Running the economy on optimism alone
It's often hard to tell from our readers what the true split is between Leave, Remain and that jaded, weary-eyed mass in-between.
Certainly, we try to publish views from all three camps, but our guess is that, largely, the media and advertising sectors - huddled inside the M25 - are pro-European, and have as much leftist ideals as can be accommodated by being entrenched in a business-critical service sector.
To that end, the news this week that Brexiteers are finally leading the country might cause outbursts of jubilation as much as wretched and furious tweeting, but we suspect a lot more of the latter.
Yet, whatever your personal views, one thing is certain: the uncertainty of the UK's future and the impact leaving the EU might have continues to negatively impact the ad sector. The economy needs stability if clients are to fully commit to spending big ad money, and all this political change hampers that.
So what does adland want from this new (and furiously right wing) government?
In the short term, and with only a business hat on, they want anything to unlock the stasis.
As Paul Bainsfair, director general of IPA, told us: "our industry is urgently seeking clarity and confidence from its prime minister regarding the UK's economic path."
Marketing budgets are flatlining, and right at the moment when all this shiny new adtech the industry has been playing with – in all mediums - is really starting to deliver the goods.
Can Boris Johnson really do that by ushering the UK towards a no-deal Brexit?
"One thing [Boris Johnson] has in spades, and which the advertising industry thrives on, is his trademark optimism," says David Walsh, chief business officer, Mindshare UK.
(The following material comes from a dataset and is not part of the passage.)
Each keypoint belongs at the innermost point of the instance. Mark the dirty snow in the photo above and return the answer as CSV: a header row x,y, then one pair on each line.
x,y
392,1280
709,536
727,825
"Should Britain get behind him, it could arguably create an atmosphere of resilience, drive consumer motivation, and turbocharge the economy."
Johnson has also long been a champion of creativity and press freedoms, so perhaps that might give some assurances to the media and advertising industries.
But whatever happens next, and whatever emotions it stirs within you, the silly season – as noted by Raymond Snoddy – is most certainly cancelled this year.
ITV faces challenges, but still has everything to play for
Despite seeing total ad revenues drop -5% in the first half of the year, ITV’s online revenues were up 18%, boosted by the continuing success of Love Island - which is now due to be milked like a factory farm cow and will get two seasons each year.
There are wise investments in addressable too, and fingers crossed that BritBox – which will launch later this year - will be able to muscle in on a tough SVOD market.
"The shoots of recovery are clearly visible and if all goes to plan, ITV is actually in a very strong position," says Tom Roberts, CEO, Tribal Worldwide London.
ITV has learnt the hard lessons of its failed ITV Digital service offer 20 years ago, Roberts says, and now has "relative mastery" of the digital ecosystem - which means it is offering advertisers targeted access to around 80% of 16-34 year olds.
"Audiences may have changed, but ITV is changing with them," he says.
Roberts' views about ITV were echoed by other advertiser bosses we spoke with. There’s certainly a strong sense of goodwill, trust and positive sentiment.
The industry is also pleased that ITV will be extending its amnesty on late booking fees to cope with a topsy-turvy market.
As Gregor Chalmers, AV director at The Specialist Works, told us, advertisers are increasingly looking for more flexibility in their media plans, so this is a "smart move" by ITV as it look to position itself as a partner rather than just a supplier – staying absolutely true to its mission statement announced at the end of last year.